Vierge noire de Besse en Chandesse, France.

 

 

Marie secourt ses serviteurs dans le purgatoire.

Le père Eusèbe Nieremberg rapporte que, dans une ville d'Aragon, une jeune fille nommée Alexandra, noble et d'une grande beauté, était recherchée avec passion par deux jeunes gens. Ceux-ci, emportés par la jalousie, se prirent un jour de querelle, tirèrent l'épée et se tuèrent l'un l'autre. Outrés de douleur, les parents tournèrent leur ressentiment contre la pauvre demoiselle, cause première d'un si grand malheur, la mirent à mort et lui coupèrent la tête, qu'ils jetèrent dans un puits. A quelque temps de là, saint Dominique passa par la ville, et, par une inspiration divine, il s'approcha du puits et s'écria : " Alexandra, venez dehors ". O prodige ! la tête de la mort apparaît, se place sur le bord du puits, et prie le saint de l'entendre en confession. Il l'entend ; puis, en présence d'une foule immense attirée par cette merveille, il lui donne la communion. Saint Dominique lui commanda ensuite de déclarer comme elle avait obtenu une si grande grâce. Alexandra répondit qu'au moment où on lui avait tranché la tête, elle se trouvait en état de péché mortel, mais que la bienheureuse Vierge lui avait conservé la vie en récompense de sa dévotion à réciter le Rosaire.
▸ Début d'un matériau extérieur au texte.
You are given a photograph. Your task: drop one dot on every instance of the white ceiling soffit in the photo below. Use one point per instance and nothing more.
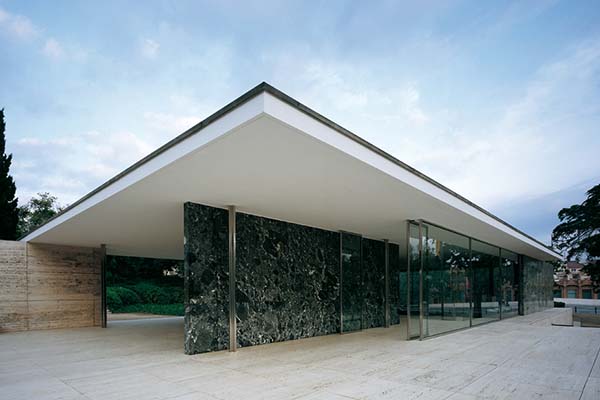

Pendant deux jours, la tête demeura ainsi vivante sur le bord du puits, à la vue de tout le monde, après quoi l'âme d'Alexandra s'en alla en purgatoire. Au bout de quinze jours, elle apparut à saint Dominique belle et resplendissante comme une étoile, et lui fit qu'un des principaux moyens de secourir les âmes dans les peines du Purgatoire, c'est de réciter pour elles le rosaire, et qu'en retour, une fois entrées en paradis, elles intercèdent pour ceux qui leur ont appliqué cette puissante prière. Quand elle eut fini de parler, le saint vit cette âme bienheureuse s'élever toute transportée de joie, vers le royaume des élus.